A proposed alternative consists in measuring the voltage across the terminals of the current interruption means, this voltage being representative of the charge or discharge current which passes through them. When the voltage exceeds a determined reference voltage corresponding to a limit current value, the current interruption means are then activated in order to prevent the current flowing through the battery.
Since the current interruption means are typically made, as mentioned, by means of a pair of power MOFSET transistors mounted in anti-series or alternatively by means of a single MOFSET transistor, the voltage measured across their terminals is thus representative of the drain-source voltage VDS of the MOFSET transistor(s). For a given drain current ID, i.e. for a given charge or discharge current, this voltage VDS is dependent in particular on the gate voltage VGS of the transistor. This voltage is also dependent on the transistor""s own characteristics, in particular the threshold voltage and the gate oxide capacitance of the transistor. The voltage is also substantially dependent on the temperature.
FIG. 1 shows a diagram of the output characteristics ID/VS of an MOS transistor in its linear zone, i.e. for low drain-source voltage values VDS less than the transistor saturation voltage and for a given gate voltage value VGS. Two curves a and b are illustrated in this Figure. Curve a illustrates the linear zone output characteristic of the transistor for a nominal temperature T0. Following an increase in temperature to a higher temperature T1, the transistor output characteristic, for the same gate voltage VGS, as illustrated by curve b, tends to become lower. It will thus be noted that for a drain-source voltage value corresponding to given a drain current I0, at nominal temperature T0, this voltage is reached for a drain current I1 less than current I0 when the temperature increases to T1. In other words, the measured voltage for a given current, for example equal to a current threshold IPROT, increases with the temperature. Thus, if one chooses, as is typically the case, to fix a reference voltage VREF representative of this current threshold IPROT and to compare the measured voltage to this reference voltage, the real current value will differ according to the temperature.

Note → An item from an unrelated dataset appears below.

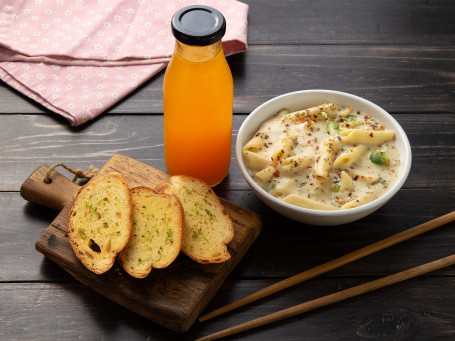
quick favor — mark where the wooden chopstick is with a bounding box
[196,253,455,341]
[199,211,455,322]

Moreover, the reference voltage VREF may also vary substantially with the temperature. In particular reference voltage VREF can typically be more strongly temperature dependent than the voltage measured across the terminals of the interruption means. In such case, the effective current can exceed the current threshold defined by the reference voltage before the interruption means are activated to interrupt the current flow. Conversely, if the voltage measured across the terminals of the interruption means is more strongly temperature dependent than reference voltage VREF, the interruption means are liable to interrupt the current flow while the latter is substantially less than the fixed current threshold.
An object of the present invention is thus to overcome these drawbacks and to provide a protective battery circuit wherein the temperature dependence of the measured voltage and/or the reference voltage, can be compensated.
The present invention concerns a protective battery circuit the features of which are defined in the appended claims.
As a result of these features, it is possible, in particular, to ensure that the charge or discharge current flowing through the battery does not exceed a determined current threshold, whatever the temperature.